To our knowledge, we are the first to describe the concept of gradual VAP. Establishment of gradual VAP is a common process, mainly in the case of late pneumonia. More importantly, our data support the need to initiate proper antibiotic treatment in the early stages of infection without waiting for all the diagnostic criteria for VAP to be met. However, in this study, we were unable to identify effective diagnostic tools for gradual VAP, apart from the usual clinical criteria.
In line with the idea proposed by Craven and Hjalmarson , our study supports the hypothesis of a continuum between airway colonization, an intermediate process (called ventilator-associated tracheobronchitis in their study), and VAP. During this developing period, the patient’s immune system will attempt to prevent the spread of the organism, and signs of this confrontation will be observable in the form of fever, leukocytosis, and purulent bronchial secretions. This process is typical in late-onset VAP (76 % of late VAP cases in our series were gradual VAP), and its absence is probably justified by the presence of a sudden and large bacterial inoculum into the lung (inoculate at intubation in early VAP, and due to accidental aspiration of subglottic secretions in late VAP).
Our results do not support a nosological separation between VAP and VAT. As described in the literature, VAP and VAT are distinguishable only by the presence of visible lung infiltrate on a chest x-ray. However, the discriminative ability of a portable chest x-ray is more than doubtful. In fact, even in community-acquired pneumonia, plain radiography has shown a diagnostic inaccuracy of 17 % compared with chest computed tomography . Nonetheless, the value of studying VAP development lies in antibiotic prescription rather than in a diagnostic disquisition.
In our study, appropriate antibiotic treatment introduced in the developing period in gradual VAP was associated with a higher rate of early clinical response. Therefore, identifying the right moment to start antibiotics in this continuum between colonization and VAP seems to be a challenge. PCT may be a valuable tool in this context. Stolz et al. showed a safety algorithm for antibiotic discontinuation based on serum PCT after 72 h of antibiotic treatment in 101 patients with VAP . In our study, gradual VAP showed serum PCT greater than or equal to 0.5 ng/ml during the developing period in 65 % of cases, but this was also true for nongradual VAP in 60 % of cases.

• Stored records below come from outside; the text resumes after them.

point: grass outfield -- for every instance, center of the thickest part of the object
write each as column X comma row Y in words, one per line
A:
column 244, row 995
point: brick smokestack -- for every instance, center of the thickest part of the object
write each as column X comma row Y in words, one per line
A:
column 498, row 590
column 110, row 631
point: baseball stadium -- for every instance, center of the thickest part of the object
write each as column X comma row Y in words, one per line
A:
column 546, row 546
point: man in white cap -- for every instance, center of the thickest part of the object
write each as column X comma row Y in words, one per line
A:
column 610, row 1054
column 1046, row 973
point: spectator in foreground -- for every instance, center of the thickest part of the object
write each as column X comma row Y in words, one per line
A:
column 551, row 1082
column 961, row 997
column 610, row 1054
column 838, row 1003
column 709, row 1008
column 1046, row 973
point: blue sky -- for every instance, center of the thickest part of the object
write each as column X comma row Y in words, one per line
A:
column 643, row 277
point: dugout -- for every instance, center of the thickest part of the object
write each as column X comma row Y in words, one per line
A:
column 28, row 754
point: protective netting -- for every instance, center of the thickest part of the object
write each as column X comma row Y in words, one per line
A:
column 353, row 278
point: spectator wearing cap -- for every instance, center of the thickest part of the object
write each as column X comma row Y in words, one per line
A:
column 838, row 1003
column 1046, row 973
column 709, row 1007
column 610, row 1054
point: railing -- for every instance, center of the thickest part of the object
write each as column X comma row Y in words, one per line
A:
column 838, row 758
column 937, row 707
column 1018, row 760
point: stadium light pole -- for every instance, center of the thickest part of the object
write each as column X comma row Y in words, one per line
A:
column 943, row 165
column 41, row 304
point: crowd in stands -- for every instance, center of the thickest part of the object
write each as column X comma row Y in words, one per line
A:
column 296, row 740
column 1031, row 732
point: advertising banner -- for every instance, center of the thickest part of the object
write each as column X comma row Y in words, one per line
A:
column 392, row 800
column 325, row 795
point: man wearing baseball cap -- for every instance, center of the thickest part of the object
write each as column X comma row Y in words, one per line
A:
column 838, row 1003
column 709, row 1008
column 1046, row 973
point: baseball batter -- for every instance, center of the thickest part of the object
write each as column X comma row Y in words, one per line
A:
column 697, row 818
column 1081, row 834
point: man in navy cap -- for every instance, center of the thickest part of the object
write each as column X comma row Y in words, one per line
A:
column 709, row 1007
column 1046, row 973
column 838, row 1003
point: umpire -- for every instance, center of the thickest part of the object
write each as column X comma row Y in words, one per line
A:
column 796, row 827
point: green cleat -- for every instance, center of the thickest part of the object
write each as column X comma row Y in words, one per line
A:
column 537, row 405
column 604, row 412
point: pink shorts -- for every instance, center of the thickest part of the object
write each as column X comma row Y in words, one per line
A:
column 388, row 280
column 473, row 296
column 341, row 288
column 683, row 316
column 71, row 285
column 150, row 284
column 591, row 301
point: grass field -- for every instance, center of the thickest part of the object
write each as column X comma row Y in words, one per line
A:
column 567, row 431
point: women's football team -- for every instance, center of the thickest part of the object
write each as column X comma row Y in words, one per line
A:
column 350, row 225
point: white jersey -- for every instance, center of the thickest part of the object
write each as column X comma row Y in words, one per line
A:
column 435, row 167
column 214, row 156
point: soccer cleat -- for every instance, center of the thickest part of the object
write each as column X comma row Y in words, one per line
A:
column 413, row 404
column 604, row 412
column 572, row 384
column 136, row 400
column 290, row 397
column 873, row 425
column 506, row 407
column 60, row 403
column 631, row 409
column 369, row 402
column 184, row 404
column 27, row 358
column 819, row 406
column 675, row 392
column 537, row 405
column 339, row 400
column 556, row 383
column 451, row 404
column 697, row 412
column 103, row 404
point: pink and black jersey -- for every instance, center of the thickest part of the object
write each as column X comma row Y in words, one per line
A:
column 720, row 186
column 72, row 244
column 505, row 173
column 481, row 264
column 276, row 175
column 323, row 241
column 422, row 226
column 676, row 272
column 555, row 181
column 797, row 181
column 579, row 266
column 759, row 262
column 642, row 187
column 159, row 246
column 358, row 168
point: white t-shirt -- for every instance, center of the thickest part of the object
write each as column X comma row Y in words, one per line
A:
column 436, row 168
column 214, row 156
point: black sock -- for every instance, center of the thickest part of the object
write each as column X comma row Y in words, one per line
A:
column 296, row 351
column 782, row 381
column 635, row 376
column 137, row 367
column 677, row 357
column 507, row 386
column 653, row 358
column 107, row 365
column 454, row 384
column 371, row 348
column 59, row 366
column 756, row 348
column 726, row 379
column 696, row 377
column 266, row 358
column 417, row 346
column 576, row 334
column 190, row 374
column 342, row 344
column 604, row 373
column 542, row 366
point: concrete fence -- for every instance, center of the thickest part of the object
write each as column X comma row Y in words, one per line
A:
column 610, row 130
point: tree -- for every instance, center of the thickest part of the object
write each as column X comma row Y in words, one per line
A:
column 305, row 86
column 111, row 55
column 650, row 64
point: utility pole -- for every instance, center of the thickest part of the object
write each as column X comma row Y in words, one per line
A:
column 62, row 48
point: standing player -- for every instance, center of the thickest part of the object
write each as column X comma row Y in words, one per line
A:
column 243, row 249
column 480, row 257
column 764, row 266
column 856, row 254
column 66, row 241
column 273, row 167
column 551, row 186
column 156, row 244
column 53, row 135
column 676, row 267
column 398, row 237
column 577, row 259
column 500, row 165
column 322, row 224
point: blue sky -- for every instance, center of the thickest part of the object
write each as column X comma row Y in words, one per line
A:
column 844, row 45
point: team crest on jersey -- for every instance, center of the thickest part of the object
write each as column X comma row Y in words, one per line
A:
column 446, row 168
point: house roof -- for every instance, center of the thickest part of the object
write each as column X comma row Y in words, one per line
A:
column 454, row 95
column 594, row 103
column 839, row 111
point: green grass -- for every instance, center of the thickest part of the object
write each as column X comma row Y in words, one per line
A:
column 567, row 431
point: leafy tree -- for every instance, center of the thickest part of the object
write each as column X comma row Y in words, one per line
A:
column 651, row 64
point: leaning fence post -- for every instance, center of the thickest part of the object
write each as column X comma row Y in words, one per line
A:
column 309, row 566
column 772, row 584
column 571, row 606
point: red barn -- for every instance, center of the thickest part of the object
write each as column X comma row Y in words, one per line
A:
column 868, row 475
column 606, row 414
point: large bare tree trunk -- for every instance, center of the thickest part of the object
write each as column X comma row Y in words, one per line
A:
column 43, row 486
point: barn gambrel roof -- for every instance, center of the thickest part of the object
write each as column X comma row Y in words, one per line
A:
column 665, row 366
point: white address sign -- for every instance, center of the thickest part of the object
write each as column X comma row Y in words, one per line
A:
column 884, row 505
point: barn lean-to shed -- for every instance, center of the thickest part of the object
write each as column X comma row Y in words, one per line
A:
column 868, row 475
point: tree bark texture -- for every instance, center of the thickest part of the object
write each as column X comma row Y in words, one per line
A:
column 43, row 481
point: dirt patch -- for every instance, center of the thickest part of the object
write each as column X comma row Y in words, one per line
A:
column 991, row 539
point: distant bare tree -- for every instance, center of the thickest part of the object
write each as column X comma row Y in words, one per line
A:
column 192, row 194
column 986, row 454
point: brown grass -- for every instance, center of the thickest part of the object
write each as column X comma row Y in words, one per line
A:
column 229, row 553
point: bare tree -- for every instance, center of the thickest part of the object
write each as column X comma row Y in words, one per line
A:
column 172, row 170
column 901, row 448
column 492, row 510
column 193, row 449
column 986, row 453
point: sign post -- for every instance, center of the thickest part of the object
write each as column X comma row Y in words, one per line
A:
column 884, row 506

According to our results, in the event of suspected VAP, a mCPIS score higher than 5 could indicate antibiotic initiation. However, the lack of sensitivity of mCPIS in our study precludes a safe use of this tool to rule out the existence of an ongoing infectious process. Using a different methodological approach, Singh et al. demonstrated the usefulness of CPIS to safely withdraw antibiotics after 72 h of treatment in patients with an initial but incomplete diagnosis of VAP (CPIS ≤6 points at inclusion) .
Our study has several limitations. The sample size is not large and could be responsible for the observed negative results. However, our sample size is not too far removed from that used in studies by Stolz et al.  and Singh et al. . Gradual VAP definition is roughly equal to VAT criteria, but in our case it systematically preceded the diagnosis of VAP. In any case, we avoid discussion of labeling of patients, as our objective is to analyze the correct time for starting antibiotic treatment. In this sense, the progression to VAP is marked, despite an appropriate antibiotic treatment. Although this phenomenon has already been described , we would need to analyze the characteristics of patients in similar clinical conditions, but without progression to VAP, to get convincing explanations. We believe that nongradual late VAP may be due to accidental inoculation of heavily colonized oropharynx secretions. However, we had little knowledge regarding the existence of this type of incident in such cases. Finally, we must assume that demonstration of the clinical importance of the concept of gradual VAP requires additional studies based on therapeutic interventions. Since this type of intervention may lead to a greater consumption of antibiotics, it should always be associated with an antimicrobial stewardship program.